Warsaw or bust

I don’t quite know why, but there had been one thing in my bones telling me that getting to Warsaw would be a problem. After 13 hours on a train yesterday, it was a wise choice to stay overnight in Poznan. And yes, a late booked hotel cost ove 90 Euro, but it was worth it for a comfortable bed and a decent breakfast.

And this morning’s meal is accompanied by about a hundred personnel from thePolish army. I figure tha its probably best I don’t ask what they’re here for, though it could be the excellent waffle maker in the breakfast room. In fact, this is a buffet for Kings – cold and hot food of many varieties – much better than your average selection for this part of Europe.

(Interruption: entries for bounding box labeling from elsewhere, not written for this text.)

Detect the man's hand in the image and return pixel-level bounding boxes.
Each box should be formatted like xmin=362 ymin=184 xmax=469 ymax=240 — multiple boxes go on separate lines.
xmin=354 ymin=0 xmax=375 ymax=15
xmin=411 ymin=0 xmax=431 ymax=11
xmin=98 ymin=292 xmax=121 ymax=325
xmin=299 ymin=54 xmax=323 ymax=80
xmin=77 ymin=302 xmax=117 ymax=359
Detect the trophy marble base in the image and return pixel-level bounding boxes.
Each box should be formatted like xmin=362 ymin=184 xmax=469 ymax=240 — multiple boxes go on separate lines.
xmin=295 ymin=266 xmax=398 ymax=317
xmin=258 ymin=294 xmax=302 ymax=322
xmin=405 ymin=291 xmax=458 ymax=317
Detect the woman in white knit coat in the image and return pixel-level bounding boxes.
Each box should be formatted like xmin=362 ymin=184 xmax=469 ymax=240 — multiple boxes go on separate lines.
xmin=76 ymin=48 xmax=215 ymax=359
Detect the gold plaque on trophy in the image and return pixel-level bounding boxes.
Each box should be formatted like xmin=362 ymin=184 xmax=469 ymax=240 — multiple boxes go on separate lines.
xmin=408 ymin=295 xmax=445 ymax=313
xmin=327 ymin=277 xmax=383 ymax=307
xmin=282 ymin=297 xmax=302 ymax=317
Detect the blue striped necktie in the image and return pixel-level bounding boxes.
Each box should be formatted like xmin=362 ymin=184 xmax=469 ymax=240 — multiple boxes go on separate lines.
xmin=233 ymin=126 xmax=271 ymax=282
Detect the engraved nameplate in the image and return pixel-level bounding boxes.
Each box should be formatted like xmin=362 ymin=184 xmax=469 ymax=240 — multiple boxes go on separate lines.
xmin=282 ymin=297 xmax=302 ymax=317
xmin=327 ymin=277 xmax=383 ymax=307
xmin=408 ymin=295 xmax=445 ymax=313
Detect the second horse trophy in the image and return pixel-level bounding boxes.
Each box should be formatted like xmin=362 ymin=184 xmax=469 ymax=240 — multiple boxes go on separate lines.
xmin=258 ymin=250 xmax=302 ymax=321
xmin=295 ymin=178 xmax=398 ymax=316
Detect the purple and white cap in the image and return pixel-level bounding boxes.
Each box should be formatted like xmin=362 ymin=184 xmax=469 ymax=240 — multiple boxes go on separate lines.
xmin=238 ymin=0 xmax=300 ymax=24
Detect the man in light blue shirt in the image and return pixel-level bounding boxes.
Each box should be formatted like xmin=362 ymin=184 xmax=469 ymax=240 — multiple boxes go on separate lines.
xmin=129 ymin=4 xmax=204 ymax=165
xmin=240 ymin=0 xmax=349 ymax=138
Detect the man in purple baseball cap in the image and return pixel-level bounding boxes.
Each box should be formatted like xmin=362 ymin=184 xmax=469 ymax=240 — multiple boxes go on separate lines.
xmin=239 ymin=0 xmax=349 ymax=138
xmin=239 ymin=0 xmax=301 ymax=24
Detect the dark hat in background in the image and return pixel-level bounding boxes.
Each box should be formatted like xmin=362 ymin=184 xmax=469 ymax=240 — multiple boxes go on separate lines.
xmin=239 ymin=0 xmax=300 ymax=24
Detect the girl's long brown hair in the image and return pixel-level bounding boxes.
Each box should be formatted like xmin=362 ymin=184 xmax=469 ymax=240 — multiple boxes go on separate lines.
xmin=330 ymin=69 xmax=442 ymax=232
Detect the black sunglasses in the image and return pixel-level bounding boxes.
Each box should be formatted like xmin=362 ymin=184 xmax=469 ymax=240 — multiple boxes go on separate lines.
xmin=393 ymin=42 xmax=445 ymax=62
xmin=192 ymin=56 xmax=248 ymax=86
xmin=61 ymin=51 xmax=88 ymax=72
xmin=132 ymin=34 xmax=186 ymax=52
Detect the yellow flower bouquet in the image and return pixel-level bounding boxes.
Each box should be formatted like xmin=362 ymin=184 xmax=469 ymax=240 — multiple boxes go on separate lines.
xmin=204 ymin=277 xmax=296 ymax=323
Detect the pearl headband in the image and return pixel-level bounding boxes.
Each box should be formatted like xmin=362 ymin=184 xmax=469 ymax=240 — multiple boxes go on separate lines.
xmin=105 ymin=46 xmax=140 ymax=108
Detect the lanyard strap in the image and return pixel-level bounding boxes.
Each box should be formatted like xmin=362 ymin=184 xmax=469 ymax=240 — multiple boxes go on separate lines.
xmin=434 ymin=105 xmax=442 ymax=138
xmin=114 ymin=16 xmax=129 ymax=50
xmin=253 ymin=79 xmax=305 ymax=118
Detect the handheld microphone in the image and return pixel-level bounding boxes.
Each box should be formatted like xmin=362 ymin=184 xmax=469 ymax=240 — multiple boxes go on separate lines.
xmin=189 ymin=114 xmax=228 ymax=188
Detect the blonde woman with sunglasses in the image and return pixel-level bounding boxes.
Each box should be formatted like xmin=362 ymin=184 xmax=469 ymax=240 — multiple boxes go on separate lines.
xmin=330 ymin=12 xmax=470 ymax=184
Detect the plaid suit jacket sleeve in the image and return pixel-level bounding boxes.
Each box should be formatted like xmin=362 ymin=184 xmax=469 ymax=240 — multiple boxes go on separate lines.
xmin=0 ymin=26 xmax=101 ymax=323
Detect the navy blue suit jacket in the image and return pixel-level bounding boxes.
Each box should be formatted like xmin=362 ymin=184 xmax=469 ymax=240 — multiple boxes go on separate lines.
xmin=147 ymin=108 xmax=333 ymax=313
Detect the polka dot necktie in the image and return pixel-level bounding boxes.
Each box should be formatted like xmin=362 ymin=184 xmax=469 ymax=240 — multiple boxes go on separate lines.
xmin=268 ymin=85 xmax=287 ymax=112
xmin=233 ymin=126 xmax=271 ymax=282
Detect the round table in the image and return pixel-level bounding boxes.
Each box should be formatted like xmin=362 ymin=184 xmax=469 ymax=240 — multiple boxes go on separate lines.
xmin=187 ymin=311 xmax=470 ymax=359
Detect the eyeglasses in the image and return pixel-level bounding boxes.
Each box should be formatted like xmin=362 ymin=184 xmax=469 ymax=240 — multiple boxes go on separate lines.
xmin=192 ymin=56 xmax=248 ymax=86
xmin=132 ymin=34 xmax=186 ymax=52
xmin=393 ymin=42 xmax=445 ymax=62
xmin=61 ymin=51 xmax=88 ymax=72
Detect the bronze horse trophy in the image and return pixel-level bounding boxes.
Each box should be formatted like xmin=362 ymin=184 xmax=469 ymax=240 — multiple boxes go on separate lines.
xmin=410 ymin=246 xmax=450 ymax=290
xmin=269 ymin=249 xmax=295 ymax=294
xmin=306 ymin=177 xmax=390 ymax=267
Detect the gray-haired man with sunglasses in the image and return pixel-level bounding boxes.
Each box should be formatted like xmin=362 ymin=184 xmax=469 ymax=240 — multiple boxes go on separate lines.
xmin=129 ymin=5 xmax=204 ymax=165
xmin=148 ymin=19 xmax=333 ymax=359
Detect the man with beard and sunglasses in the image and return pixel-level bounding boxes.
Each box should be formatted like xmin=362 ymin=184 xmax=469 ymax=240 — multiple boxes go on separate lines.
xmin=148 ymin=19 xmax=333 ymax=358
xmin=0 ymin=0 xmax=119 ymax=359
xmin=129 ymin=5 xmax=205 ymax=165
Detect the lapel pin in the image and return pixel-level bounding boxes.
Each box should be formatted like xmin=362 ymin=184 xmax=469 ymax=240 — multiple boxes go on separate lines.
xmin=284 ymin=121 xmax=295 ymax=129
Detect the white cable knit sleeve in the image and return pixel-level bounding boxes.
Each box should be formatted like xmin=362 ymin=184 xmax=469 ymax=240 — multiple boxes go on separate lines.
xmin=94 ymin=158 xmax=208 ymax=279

Poznan Station is a maze of confusion. I manage to arrive via a side entrance to Platform 9, and slowly make my way through an underground passage towards this morning’s train. I know it leaves from Platform 3 but I don’t have a reservation. A small ticket window is staffed by a young man who speaks no English, but directs me through hand gestures to the main ticket office above. This time, I type my question into Google Translate – I’d like a first class reservation only to Warsaw. It seems a simple enough request but the woman is baffled, her computer repeatedly saying no. She summons a colleague, there is a discussion for what seems an age. I am finally issued with a ticket costing 1 Polish Zloty – about 30p.



But then, there is more confusion. A train saying Warsaw arrives on Platform 3 but there is no sign of the car number on my ticket. I board anyway and eventually ask a member of staff. “This is not the correct train,” she barks. But it’s going to Warsaw? Another passenger intervenes : “This is a different train.” But it clearly says Warsaw? It turns out that two trains to Warsaw leave from alternate sides of the same platform within minutes of each other. One is an Express, the other is a slower service which stops at several intermediate stations. It adds about 45 minutes onto the travel time but after yesterday’s farce I am grateful to be going anywhere. Even if it is in second class.



Warsaw boasts Europe’s newest “Old Town”, because much of the original was of course destroyed in the Second World War. A 15 minute tram ride from the Central Station brings you to a pretty location, surrounded by walls, ramparts and the occasional palace. Doubtless these streets are crowded with tourists during the high season, but on a Tuesday in March there’s plenty of space to stretch the legs and take in the sights.





Having arrived almost a day late, it’s a quick canter through the main sights, though one demands a bit more time, and thought. The Warsaw Uprising memorial is a striking monument. The events of 1944 saw the people’s resistence attend to liberate the city from the Nazis. But it was a complex story, because the Soviets wanted a very different form of post-war Poland. As a result, the monument marking the event wasn’t built until 1989. At its heart are figures of people literally rising from the ground, whole all around are striking metallic columns, each telling the stories of those involved.



Back across town, you may be forgiven for thinking you’d landed in New York, because standing close to the main station is the impressive Palace of Culture and Science. One review calls it “Stalin’s gift to Warsaw”, though these days all references to him have been removed. There are museums, a theatre, a cinema and – for a bargain fee of around 5 Euros – an observation terrace at the top of the tower. Although it’s a sunny day, it’s a but windy up there.




What I like about this tower is that it’s all self service. There are no long queues, or any waiting for an attendant to tell you the history of the place before you ascend.

The evening takes me back to the Old Town. I had expected it to be busier than during the daytime but it’s still quiet. For the week before Easter this seems strange – then again, perhaps the holidays don’t start until the weekend. Either way, it makes for a very convivial, relaxed atmosphere.



It’s quite unlike any Old Town I’ve visited elesewhere in Eastern Europe. There are no loud groups, no obvious distract of bars or clubs. The most eciting thing this evening is the sound of Chopin coming from a recital inside a church. At Same Krafty they advertise the beers well – on the outside of the bar. They don’t taste too bad on the inside either.




Thanks to my enforced delay, I’ve only had a few hours to check out the headlines of Warsaw. Fortunately most of the main sights are within a faIrly compact area, and the abundance of trams, buses and a metro make it easy to get around. It would have been nice to stick around later into the evening, not least because Poland have beaten Wales in a dramatic Euro qualifier penalt shootout. But tomorrow is another early day – and for me, a new country to discover.